Note: bowtie2mrf assumes that bowtie was run using the default option for the -B parameter

-B/--offbase <int> leftmost ref offset = <int> in bowtie output (default: 0)


Top

psl2mrf

psl2mrf converts read alignments from BLAT into MRF.

Usage:

psl2mrf
  • Inputs: Takes BLAT alignments in PSL format from STDIN
  • Outputs: Reports MRF to STDOUT
  • Required arguments
    • None
  • Optional arguments
    • None


Top

singleExport2mrf

singleExport2mrf converts single-end read alignments from ELAND (export file) into MRF.

Usage:

singleExport2mrf
  • Inputs: Takes ELAND single-end alignments in export format from STDIN
  • Outputs: Reports MRF to STDOUT
  • Required arguments
    • None
  • Optional arguments
    • None


Top

sam2mrf

sam2mrf converts SAM format into MRF

Usage:

sam2mrf
  • Inputs: Takes SAM format from STDIN
  • Outputs: Reports MRF to STDOUT
  • Required arguments
    • None
  • Optional arguments
    • None

Please note that for paired-end data, sam2mrf requires the mate pairs to be on subsequent lines.
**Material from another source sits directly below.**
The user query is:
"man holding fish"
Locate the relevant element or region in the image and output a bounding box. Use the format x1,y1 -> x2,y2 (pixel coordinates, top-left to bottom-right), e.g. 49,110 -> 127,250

You may want to sort the SAM file first.

Example:
sort -r file.sam | sam2mrf > file.mrf 


Genome annotation tools

The following tools are helpful in manipulating annotation files.

Top

createSpliceJunctionLibrary

This program is used to create a splice junction library from an annotation set. It creates all pair-wise splice junctions within a transcript.

Usage:

createSpliceJunctionLibrary <file.2bit> <file.annotation> <sizeExonOverlap>
  • Inputs: None
  • Outputs: Reports the slice junctions in FASTA format
  • Required arguments
    • file.2bit - genome reference sequence in 2bit format
    • file.annotation - annotation set in Interval format (each line represents one transcript)
    • sizeExonOverlap - defines the number of nucleotides included from each exon
  • Optional arguments
    • None

Example output:

>chr1|12162|12612|65
AGGCATAGGGGAAAGATTGGAGGAAAGATGAGTGAGAGCATCAACTTCTCTCACAACCTAGGCCAGTGTGTGGTGATGCCAGGCATGCCCTTCCCCAGCATCAGGTCTCCAGAGCTGCAGAAGACGACGG
>chr1|12162|13220|65
AGGCATAGGGGAAAGATTGGAGGAAAGATGAGTGAGAGCATCAACTTCTCTCACAACCTAGGCCAGCAGGGCCATCAGGCACCAAAGGGATTCTGCCAGCATAGTGCTCCTGGACCAGTGATACACCCGG
>chr1|12656|13220|65
CAGAGCTGCAGAAGACGACGGCCGACTTGGATCACACTCTTGTGAGTGTCCCCAGTGTTGCAGAGGCAGGGCCATCAGGCACCAAAGGGATTCTGCCAGCATAGTGCTCCTGGACCAGTGATACACCCGG

The identifier for each splice junction consists of four items:

1.   Chromosome
2.   Start position (with respect to the "+", zero-based) of the splice junction within the first exon  
3.   Start position (with respect to the "+", zero-based) of the splice junction within the second exon  
4.   Size of the exon overlap

Note: Internally the program uses twoBitToFa (part of BLAT package). Thus, the executable must be in the PATH.


Top

mergeTranscripts

Module to merge a set of transcripts from the same gene.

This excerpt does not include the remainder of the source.